Postby TheRealSub10 » Fri Sep 23, 2011 12:46 am

Geoff wrote:The assumption that, even if and when a state of the art coach education syllabus is available, sufficient numbers of intelligent, caring and athletically ambitious individuals, with just the right event group and geographical spread, are going to fund themselves through the system, donate all their spare hours to the detriment of family and career, and then happily give up the talent they develop to a highly paid, controlled and pressurised “elite” is deeply unrealistic.
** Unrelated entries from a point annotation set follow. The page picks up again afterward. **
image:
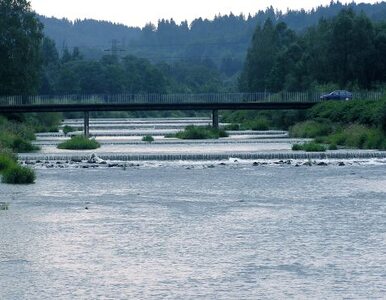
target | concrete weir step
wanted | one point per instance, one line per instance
(203, 156)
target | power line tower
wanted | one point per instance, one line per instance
(115, 50)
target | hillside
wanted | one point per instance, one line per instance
(222, 41)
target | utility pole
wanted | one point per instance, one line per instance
(115, 49)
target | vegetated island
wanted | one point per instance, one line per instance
(79, 142)
(193, 132)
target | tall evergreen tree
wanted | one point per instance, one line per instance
(20, 41)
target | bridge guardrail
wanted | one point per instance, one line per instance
(263, 97)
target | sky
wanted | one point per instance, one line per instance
(140, 12)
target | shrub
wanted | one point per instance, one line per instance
(6, 161)
(358, 136)
(67, 129)
(17, 174)
(21, 145)
(333, 147)
(79, 142)
(232, 126)
(311, 129)
(309, 147)
(256, 124)
(196, 133)
(148, 138)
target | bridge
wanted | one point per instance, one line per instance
(155, 102)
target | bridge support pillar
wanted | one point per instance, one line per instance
(215, 118)
(86, 124)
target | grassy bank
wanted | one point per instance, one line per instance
(352, 124)
(79, 142)
(12, 173)
(199, 133)
(17, 131)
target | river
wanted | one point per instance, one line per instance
(229, 229)
(235, 231)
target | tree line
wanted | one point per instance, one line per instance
(346, 51)
(223, 40)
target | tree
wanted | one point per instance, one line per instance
(20, 41)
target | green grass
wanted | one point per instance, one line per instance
(7, 160)
(311, 129)
(256, 124)
(148, 138)
(309, 147)
(67, 129)
(197, 133)
(233, 126)
(358, 136)
(79, 142)
(16, 174)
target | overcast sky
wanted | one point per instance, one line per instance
(140, 12)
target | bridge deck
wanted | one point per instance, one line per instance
(143, 102)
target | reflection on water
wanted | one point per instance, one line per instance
(229, 232)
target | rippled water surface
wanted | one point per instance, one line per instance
(229, 232)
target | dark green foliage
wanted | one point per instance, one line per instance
(347, 50)
(16, 174)
(79, 143)
(311, 129)
(365, 112)
(233, 126)
(358, 136)
(7, 160)
(263, 120)
(148, 138)
(20, 145)
(332, 147)
(16, 137)
(256, 124)
(309, 147)
(67, 129)
(225, 39)
(197, 133)
(20, 40)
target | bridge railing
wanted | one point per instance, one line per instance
(264, 97)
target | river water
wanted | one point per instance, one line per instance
(193, 229)
(188, 231)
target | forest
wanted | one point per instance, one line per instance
(223, 41)
(345, 51)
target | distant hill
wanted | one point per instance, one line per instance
(222, 41)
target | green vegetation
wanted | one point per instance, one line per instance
(79, 142)
(358, 136)
(148, 138)
(17, 174)
(309, 147)
(21, 35)
(7, 160)
(12, 172)
(197, 133)
(352, 124)
(67, 129)
(233, 126)
(328, 53)
(311, 129)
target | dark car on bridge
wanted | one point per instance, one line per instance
(337, 95)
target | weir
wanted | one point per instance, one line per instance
(86, 125)
(208, 157)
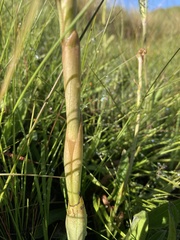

Gwenda's article articulates some of the wider concerns and issues of the sport and the lack of a 'seamless structure.'
If you are really serious about taking someone to the elite level then how is a coach education syllabus going to help you? Since the dawn of time the best coaches have been self starters who didn't wait for anything, they found the best people they could find and learned from them directly. Coach education is not aimed at producing world record holders but at supporting your average club coach who doesn't have the time or resources to find the information for themselves. And as far as i can remember anyone who was really serious about being a fantastic coach (the John Anderson's and Wilf Paishe's of this world) ended up being employed by the federation anyway because their hard graft earned it. Of course that doesn't stop people like Wilf being forced out by the more seedy characters of our sport after the fact but that is another story.